Il miglioramento varietale proseguiva negli anni ‘60 e ‘70 con la pesca ‘O’ Henry’, dal sovraccolore rosso esteso alla quasi totalita’ della buccia, e la nettarina ‘Red Gold’. Il rilascio di ‘Big Top’ (1983) rivoluziona l’assetto varietale, portando alla progessiva supremazia sul mercato della tipologia nettarina, a seguito di una combinazioni di caratteri come il sub-acido, la completa e precoce colorazione del frutto e l’elevatissima consistenza della polpa (‘a lento intenerimento’).

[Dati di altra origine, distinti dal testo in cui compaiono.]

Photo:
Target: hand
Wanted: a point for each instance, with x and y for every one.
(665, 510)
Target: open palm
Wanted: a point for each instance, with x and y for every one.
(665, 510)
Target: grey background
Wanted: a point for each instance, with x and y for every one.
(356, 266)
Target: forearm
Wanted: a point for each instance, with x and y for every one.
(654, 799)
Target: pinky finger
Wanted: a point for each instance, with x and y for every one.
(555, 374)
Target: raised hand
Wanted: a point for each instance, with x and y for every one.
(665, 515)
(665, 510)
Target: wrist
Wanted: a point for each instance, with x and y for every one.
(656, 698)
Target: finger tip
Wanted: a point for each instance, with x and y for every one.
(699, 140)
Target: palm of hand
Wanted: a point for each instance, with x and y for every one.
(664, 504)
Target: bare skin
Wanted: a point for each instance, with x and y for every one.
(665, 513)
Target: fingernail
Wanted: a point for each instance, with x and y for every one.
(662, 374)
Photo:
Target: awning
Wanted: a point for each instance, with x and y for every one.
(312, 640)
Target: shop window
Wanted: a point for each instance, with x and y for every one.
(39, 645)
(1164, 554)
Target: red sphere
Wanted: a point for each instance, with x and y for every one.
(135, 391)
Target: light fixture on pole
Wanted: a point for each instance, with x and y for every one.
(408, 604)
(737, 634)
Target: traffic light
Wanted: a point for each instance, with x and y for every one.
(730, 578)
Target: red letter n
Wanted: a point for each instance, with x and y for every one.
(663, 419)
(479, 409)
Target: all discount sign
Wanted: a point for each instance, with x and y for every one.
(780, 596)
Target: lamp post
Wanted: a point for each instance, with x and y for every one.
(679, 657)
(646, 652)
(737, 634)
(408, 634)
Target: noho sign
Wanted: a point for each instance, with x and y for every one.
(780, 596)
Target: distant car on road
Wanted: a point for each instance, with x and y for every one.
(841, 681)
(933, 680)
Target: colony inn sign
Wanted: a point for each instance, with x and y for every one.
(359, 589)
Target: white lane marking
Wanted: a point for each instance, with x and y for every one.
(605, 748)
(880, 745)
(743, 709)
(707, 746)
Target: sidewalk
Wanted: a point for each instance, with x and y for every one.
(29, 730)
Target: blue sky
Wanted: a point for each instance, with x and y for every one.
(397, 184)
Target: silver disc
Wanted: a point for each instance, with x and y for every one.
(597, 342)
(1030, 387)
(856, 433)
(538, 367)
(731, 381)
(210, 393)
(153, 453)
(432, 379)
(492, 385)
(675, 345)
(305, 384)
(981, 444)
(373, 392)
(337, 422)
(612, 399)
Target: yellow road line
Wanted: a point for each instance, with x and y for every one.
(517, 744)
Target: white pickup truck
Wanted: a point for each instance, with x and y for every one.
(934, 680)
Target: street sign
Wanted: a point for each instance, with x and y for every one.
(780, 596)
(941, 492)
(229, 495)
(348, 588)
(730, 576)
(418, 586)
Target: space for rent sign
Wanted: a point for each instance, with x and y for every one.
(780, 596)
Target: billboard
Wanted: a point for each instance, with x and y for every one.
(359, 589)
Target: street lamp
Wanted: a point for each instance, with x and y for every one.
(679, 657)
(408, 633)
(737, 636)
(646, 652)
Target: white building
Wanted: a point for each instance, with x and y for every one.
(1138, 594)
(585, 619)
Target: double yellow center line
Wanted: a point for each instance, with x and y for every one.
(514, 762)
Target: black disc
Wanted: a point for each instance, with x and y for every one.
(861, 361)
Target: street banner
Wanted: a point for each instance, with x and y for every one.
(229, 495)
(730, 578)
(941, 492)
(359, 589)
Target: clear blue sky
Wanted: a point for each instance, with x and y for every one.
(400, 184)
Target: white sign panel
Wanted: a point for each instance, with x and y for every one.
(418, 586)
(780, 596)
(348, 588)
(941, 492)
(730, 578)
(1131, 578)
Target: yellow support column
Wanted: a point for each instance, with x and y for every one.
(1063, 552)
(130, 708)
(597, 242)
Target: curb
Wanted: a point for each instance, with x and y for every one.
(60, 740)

Gli anni ‘80 vedono anche lo sviluppo di altre tipologie di frutto, come la piatta (a partire dalla ‘migliorata’ ‘Stark Saturn’, 1985), e le pesche sub-acide (prima fra tutte ‘Royal Glory’, 1987). Negli ultimi lustri si rileva un crescente interessa della Cina nel miglioramento varietale del pesco, mirato a colmare rapidamente i problemi della filiera peschicola cinese. Nonostante le cultivars migliorate di origine occidentale siano il punto di partenza dei nuovi programmi, l’enorme (e solo parzialmente esplorata) diversita’ di cui dispongono, potrebbe avere un ruolo fondamentale negli sviluppi futuri della coltura a livello mondiale.